Easy-to-use tool predicts complications in patients undergoing hysterectomy for benign disease

Canadian Medical Association Journal

Researchers have developed easy-to-use online prediction tools that provide personalized risk estimates for patients undergoing hysterectomy for benign disease. The study describing the models is published in CMAJ (Canadian Medical Association Journal) https://www.cmaj.ca/lookup/doi/10.1503/cmaj.220914.

Hysterectomy is one of the most common surgical procedures, with one-third of women in Canada undergoing this procedure before age 60. Laparoscopic hysterectomies are being performed more frequently as they are less invasive than abdominal surgery. Current practice entails that surgeons discuss benefits of the type of procedure and risks of complications with patients.

Researchers from the United Kingdom and Spain developed and tested prediction models with the aim of supplementing a surgeon’s expert opinion about which patients might be at risk of complications from hysterectomy. Complications of hysterectomies may include ureteric, gastrointestinal and vascular injury as well as wound complications. The authors used data from the English National Health Service (NHS) on 68 599 women who had laparoscopic hysterectomies and 125 971 women who had abdominal hysterectomies between 2011 and 2018.

“Historically, a surgeon’s gut feeling has been shown to be a good indicator of postoperative outcomes; however, an expert opinion is the lowest value in evidence-based medicine,” says Dr.

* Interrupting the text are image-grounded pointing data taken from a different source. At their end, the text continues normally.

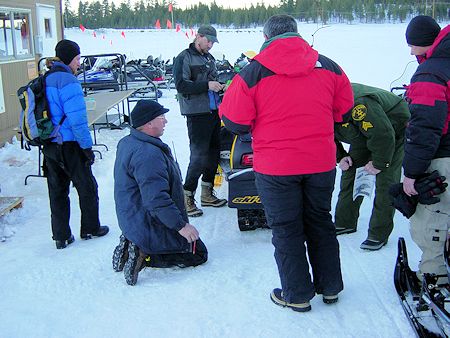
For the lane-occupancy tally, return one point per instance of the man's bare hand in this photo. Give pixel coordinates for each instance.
(189, 232)
(215, 86)
(371, 169)
(408, 186)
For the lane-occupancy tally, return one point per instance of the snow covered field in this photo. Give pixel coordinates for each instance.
(74, 292)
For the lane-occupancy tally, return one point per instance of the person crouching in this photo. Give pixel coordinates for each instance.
(149, 198)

Krupa Madhvani, Queen Mary University of London, UK. “Although a surgeon’s experience and expert opinion carries utility, it cannot be used solely to guide risk management. In Canada and globally, the overall rate of hysterectomy for benign disease is declining, and more patients are undergoing surgery by lower-volume surgeons, who may not have expertise in every procedure,” write the authors.

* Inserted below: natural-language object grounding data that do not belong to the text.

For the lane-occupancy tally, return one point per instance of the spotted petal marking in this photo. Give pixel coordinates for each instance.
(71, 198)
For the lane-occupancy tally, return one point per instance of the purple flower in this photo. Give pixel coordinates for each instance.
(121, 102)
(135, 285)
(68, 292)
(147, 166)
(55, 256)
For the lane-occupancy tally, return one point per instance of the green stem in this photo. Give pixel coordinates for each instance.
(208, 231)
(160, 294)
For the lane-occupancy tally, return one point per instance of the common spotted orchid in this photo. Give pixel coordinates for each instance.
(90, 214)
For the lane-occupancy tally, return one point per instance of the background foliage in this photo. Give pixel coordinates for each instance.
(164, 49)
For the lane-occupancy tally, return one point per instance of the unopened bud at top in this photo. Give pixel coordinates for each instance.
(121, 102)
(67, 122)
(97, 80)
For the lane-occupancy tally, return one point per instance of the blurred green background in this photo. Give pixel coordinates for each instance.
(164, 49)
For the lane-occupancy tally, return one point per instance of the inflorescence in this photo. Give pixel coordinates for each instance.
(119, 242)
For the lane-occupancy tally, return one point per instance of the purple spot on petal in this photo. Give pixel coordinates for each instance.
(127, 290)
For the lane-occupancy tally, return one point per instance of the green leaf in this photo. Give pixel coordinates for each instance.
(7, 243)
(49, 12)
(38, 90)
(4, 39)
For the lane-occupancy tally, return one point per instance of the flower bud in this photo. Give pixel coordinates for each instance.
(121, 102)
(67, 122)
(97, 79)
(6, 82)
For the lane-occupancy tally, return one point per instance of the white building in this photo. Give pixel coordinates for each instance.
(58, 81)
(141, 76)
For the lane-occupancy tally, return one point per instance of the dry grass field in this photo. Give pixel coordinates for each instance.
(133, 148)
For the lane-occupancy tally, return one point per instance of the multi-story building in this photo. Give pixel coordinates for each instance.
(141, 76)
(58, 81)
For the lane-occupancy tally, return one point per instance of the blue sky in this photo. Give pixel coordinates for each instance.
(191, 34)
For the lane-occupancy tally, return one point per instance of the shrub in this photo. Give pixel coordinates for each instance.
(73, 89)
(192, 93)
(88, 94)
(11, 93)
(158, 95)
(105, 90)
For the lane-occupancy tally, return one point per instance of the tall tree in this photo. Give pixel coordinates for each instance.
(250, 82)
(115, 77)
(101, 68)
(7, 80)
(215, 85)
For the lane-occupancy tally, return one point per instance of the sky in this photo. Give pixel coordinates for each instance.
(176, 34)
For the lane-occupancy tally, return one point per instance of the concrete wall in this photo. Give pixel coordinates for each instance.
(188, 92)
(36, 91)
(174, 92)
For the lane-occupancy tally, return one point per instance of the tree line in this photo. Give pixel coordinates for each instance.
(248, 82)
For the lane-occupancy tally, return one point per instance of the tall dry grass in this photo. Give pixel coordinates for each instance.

Using 11 predictors, such as age, body mass index and diabetes, the researchers also included ethnicity as a potential risk factor, categorizing patients’ self-described ethnicity linked to a recent census.

“Ethnicity has been shown to be an independent factor influencing the route and complications of hysterectomy,” the authors write.

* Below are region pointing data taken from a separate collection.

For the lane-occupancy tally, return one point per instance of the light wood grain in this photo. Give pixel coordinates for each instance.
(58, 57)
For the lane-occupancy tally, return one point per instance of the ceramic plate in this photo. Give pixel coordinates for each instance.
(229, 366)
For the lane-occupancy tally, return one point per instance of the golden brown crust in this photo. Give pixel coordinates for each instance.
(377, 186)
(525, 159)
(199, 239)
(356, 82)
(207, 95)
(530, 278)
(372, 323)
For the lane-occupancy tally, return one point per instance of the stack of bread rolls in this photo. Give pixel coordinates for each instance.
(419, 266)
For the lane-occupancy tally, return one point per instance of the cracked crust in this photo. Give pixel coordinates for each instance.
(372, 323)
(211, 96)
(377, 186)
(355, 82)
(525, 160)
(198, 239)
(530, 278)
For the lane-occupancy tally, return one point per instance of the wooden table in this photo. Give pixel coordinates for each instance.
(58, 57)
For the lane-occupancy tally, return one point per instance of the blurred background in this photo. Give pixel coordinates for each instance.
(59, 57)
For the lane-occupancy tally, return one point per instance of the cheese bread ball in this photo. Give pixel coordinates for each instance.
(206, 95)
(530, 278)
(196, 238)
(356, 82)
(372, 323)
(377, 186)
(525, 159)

They found women of Asian background were at higher risk of major complications after abdominal hysterectomy compared with women who were white, although the risk was not associated with laparoscopy. The most significant risk factor for major complications in both procedures were the presence of adhesions, which is consistent with existing evidence.

“These tools will guide shared decision-making and may lead to referral to centres with greater surgical expertise or to exploration of nonsurgical treatment options,” write the authors.